The authors say: “Mechanisms underlying the improvement in glucose regulation upon TRE remain unclear. Our results show that TRE did not improve peripheral and liver insulin sensitivity, skeletal muscle mitochondrial function, energy metabolism or liver fat content, all of which are known to be affected in T2D.” They propose that the mechanisms involved in the effects and their implications should be investigated further, with particular focus on studying nocturnal glucose metabolism in more detail.
Limitations of this research include its relatively short duration and that some but not all participants were on glucose-lowering medication which may have caused TRE to have less effect. Despite this, a 3-week intervention period has been found to be long enough to affect the variables being analysed, and the authors highlight that only recruiting volunteers who were not on medication would reduce the study’s relevance to the general T2D population.

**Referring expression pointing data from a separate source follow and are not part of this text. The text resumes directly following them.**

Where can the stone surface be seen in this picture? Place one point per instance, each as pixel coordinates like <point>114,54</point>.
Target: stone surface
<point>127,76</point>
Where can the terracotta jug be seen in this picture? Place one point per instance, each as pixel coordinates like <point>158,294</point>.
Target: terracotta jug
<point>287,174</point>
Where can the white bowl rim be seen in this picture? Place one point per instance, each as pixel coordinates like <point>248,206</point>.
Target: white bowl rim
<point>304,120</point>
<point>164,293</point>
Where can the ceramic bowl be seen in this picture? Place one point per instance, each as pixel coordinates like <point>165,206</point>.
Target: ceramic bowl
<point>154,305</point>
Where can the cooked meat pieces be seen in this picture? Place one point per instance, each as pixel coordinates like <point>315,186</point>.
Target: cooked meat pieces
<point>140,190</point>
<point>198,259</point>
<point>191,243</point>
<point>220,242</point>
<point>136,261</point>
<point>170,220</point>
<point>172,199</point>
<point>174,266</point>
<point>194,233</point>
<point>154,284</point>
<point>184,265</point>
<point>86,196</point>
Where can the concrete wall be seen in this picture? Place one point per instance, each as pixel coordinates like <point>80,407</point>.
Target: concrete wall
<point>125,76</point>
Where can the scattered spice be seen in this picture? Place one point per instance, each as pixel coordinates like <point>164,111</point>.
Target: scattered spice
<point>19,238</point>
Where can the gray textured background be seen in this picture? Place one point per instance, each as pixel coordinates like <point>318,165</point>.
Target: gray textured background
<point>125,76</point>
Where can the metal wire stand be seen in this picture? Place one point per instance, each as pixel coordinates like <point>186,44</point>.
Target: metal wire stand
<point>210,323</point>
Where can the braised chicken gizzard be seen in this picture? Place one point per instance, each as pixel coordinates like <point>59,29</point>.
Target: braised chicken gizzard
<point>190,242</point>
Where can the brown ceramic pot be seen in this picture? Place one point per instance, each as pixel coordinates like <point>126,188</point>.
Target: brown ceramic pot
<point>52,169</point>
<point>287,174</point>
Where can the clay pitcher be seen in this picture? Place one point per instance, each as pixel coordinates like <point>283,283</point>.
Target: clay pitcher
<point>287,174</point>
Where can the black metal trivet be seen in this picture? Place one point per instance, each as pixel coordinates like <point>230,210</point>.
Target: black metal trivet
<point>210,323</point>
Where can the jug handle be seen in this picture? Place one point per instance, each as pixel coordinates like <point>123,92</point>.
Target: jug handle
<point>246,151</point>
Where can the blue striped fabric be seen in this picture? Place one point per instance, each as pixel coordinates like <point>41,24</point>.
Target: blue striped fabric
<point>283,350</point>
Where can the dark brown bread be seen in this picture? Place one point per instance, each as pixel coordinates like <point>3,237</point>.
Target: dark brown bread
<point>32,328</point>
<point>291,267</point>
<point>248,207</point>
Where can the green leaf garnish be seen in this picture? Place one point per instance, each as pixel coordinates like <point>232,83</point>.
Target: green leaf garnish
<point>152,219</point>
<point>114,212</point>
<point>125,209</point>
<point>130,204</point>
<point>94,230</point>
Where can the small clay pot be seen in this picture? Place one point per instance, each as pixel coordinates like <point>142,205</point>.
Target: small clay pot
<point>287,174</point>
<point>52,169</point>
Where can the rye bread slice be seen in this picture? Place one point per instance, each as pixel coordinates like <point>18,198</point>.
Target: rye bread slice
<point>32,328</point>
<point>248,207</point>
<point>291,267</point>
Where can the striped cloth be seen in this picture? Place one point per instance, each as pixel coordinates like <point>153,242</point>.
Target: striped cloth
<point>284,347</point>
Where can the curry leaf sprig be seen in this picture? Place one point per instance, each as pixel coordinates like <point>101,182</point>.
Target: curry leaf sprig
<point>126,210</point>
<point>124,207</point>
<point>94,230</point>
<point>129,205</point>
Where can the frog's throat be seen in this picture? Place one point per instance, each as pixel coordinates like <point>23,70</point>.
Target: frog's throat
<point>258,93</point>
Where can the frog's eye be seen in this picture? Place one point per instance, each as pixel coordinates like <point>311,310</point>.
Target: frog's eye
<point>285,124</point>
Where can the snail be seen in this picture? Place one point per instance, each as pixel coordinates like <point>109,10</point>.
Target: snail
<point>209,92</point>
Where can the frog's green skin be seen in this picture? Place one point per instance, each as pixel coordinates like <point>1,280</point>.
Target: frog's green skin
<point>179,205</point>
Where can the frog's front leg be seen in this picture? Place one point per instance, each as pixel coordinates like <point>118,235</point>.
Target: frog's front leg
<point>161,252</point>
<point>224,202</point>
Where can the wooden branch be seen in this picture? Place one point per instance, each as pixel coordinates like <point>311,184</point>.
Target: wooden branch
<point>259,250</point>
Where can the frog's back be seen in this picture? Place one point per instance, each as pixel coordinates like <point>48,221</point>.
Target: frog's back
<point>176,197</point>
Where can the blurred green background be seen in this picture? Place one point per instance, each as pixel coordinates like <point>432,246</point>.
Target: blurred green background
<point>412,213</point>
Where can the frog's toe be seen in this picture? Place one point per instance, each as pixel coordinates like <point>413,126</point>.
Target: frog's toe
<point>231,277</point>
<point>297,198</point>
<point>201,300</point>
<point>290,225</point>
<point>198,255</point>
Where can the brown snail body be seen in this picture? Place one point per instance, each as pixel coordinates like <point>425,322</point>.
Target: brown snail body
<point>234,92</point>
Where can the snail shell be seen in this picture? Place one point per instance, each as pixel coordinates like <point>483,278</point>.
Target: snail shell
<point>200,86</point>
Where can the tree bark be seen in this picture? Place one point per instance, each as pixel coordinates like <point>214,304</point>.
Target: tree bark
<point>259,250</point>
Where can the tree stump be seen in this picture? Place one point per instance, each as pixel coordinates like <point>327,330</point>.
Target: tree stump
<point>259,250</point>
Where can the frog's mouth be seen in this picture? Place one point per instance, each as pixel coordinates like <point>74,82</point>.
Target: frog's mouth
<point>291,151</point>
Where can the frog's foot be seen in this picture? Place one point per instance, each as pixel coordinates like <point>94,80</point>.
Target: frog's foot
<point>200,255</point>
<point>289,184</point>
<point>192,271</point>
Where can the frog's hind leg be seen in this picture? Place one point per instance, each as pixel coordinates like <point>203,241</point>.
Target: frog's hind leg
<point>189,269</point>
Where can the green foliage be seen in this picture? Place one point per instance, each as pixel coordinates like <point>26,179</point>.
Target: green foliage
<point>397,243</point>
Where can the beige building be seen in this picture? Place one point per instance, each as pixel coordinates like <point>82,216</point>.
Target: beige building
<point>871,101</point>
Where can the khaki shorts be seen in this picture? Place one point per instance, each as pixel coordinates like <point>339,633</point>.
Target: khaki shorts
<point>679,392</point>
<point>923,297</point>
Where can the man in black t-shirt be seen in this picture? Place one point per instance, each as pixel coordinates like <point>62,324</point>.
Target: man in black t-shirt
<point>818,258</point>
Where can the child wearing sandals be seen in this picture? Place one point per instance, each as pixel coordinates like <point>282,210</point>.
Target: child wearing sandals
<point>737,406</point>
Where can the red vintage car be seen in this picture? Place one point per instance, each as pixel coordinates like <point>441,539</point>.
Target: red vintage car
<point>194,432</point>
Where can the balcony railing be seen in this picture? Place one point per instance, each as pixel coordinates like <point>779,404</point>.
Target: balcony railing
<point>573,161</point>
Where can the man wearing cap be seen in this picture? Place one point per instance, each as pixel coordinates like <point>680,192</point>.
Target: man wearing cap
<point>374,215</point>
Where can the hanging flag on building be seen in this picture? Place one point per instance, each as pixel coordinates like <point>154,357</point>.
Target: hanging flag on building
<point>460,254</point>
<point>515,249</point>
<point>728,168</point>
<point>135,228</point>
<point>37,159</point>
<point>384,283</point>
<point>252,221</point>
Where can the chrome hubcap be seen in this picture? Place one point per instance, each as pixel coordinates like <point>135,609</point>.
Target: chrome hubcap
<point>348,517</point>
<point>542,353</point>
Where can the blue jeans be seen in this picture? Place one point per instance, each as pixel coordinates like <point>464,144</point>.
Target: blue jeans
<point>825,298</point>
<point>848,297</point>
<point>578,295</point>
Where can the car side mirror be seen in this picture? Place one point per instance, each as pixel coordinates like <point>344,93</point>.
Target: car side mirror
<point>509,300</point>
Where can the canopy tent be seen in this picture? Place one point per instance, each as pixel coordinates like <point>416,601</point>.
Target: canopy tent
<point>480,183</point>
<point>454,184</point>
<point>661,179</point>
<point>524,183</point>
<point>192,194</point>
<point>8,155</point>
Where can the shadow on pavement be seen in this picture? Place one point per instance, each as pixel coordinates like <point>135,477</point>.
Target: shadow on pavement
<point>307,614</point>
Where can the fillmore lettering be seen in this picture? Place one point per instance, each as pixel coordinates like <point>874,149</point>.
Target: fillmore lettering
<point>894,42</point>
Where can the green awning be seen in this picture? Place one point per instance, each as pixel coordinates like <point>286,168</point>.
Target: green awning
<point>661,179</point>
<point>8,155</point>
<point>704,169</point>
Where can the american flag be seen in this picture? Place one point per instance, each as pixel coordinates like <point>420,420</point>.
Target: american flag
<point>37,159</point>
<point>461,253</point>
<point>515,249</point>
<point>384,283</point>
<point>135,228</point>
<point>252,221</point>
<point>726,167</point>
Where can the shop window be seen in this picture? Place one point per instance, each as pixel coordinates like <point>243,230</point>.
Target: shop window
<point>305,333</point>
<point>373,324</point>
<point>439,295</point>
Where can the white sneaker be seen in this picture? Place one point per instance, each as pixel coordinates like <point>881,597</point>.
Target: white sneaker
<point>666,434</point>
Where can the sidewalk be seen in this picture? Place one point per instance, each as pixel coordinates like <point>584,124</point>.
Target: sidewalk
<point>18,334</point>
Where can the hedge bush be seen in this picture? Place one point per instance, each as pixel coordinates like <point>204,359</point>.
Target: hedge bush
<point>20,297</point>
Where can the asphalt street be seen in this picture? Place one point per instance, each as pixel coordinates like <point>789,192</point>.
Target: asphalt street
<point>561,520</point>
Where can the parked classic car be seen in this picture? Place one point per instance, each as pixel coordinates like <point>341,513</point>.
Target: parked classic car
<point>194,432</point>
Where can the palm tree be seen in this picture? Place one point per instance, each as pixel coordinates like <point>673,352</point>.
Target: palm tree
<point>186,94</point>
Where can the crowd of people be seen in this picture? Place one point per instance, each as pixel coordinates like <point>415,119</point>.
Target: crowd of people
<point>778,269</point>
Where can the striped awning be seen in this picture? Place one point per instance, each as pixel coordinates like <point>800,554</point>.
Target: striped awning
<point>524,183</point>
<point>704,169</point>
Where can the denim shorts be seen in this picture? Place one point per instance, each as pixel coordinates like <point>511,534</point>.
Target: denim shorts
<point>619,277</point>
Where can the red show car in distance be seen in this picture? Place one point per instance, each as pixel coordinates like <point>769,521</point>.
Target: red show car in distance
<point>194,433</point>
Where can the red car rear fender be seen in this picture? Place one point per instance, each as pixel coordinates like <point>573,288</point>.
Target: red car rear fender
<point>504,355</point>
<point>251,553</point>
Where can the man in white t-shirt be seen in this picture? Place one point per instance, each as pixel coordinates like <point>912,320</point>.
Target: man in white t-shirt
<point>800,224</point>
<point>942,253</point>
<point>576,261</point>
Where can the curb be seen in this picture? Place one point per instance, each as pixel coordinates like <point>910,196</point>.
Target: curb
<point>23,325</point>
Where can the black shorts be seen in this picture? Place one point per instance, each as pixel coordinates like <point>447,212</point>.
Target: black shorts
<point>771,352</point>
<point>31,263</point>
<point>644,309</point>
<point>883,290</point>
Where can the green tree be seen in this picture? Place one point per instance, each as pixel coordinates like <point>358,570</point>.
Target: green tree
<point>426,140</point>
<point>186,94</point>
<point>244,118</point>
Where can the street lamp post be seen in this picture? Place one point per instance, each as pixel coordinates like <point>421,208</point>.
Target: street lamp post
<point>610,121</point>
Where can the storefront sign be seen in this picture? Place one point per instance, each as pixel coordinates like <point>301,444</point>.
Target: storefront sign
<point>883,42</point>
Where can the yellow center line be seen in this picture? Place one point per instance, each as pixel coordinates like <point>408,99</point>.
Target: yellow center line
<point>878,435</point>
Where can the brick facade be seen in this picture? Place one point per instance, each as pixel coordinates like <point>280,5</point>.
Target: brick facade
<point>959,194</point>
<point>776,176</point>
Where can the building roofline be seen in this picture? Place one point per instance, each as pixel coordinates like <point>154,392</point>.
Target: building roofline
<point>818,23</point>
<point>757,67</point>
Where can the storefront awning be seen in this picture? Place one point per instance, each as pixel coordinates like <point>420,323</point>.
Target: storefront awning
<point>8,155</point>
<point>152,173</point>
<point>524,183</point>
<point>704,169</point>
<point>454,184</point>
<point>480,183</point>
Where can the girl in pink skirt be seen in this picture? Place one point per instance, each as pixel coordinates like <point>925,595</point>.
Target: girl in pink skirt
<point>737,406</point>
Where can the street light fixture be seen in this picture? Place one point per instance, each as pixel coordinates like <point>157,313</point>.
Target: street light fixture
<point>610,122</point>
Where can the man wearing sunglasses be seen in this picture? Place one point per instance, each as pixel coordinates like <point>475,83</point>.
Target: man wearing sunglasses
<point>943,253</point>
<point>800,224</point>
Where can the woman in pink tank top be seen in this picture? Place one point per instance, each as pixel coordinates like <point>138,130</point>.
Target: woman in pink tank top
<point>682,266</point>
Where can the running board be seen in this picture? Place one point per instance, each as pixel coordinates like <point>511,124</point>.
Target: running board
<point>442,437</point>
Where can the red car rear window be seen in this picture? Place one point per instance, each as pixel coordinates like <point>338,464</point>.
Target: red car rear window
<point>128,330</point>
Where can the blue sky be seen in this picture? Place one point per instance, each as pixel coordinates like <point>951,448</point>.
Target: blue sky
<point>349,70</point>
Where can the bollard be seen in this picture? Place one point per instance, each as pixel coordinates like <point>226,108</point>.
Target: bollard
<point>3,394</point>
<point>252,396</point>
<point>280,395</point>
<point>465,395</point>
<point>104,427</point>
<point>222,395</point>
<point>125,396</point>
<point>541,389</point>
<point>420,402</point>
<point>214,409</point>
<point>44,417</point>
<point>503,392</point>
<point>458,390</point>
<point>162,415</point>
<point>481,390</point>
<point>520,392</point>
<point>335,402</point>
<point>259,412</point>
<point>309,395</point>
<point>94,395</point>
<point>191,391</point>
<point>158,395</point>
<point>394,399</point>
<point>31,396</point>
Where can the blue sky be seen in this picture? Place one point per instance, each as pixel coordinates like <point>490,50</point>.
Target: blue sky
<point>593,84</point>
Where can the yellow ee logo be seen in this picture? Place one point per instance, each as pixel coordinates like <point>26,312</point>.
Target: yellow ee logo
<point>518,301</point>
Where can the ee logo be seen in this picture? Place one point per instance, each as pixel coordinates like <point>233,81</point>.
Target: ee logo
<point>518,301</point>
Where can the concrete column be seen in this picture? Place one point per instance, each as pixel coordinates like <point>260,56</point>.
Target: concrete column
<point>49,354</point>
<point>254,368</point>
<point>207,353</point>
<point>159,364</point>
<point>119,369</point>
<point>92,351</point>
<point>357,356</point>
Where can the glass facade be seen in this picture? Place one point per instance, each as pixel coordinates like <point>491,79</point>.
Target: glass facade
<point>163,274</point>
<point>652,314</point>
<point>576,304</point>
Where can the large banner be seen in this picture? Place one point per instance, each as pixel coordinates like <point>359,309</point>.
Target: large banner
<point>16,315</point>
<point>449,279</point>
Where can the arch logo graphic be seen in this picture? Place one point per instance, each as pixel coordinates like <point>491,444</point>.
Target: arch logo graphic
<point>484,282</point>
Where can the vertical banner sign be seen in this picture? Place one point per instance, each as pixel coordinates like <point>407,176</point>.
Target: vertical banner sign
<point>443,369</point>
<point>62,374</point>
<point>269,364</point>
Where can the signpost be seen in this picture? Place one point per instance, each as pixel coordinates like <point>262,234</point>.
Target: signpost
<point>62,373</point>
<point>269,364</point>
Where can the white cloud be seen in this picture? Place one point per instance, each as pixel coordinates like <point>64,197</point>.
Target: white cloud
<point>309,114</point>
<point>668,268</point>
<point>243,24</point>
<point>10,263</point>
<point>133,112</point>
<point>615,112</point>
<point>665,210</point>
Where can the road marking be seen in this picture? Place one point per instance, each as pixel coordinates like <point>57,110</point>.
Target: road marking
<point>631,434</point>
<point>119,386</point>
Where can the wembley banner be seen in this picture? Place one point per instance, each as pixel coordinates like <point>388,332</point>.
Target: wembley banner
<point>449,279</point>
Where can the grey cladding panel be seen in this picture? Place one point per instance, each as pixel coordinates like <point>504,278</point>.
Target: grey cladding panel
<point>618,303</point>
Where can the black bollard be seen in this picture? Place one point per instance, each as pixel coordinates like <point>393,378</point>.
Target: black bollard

The authors conclude: “A daytime 10 h TRE regimen for 3 weeks decreases glucose levels and prolongs the time spent in the normal blood sugar range in adults with T2D as compared with spreading daily food intake over at least 14 h. These data highlight the potential benefit of TRE in T2D”
They also suggest: “Since our TRE protocol was feasible and safe, and resulted in improved 24 h glucose levels, it would be interesting to examine the impact of 10 h TRE on glucose regulation and insulin sensitivity in type 2 diabetes in the long term to address the clinical relevance of TRE.”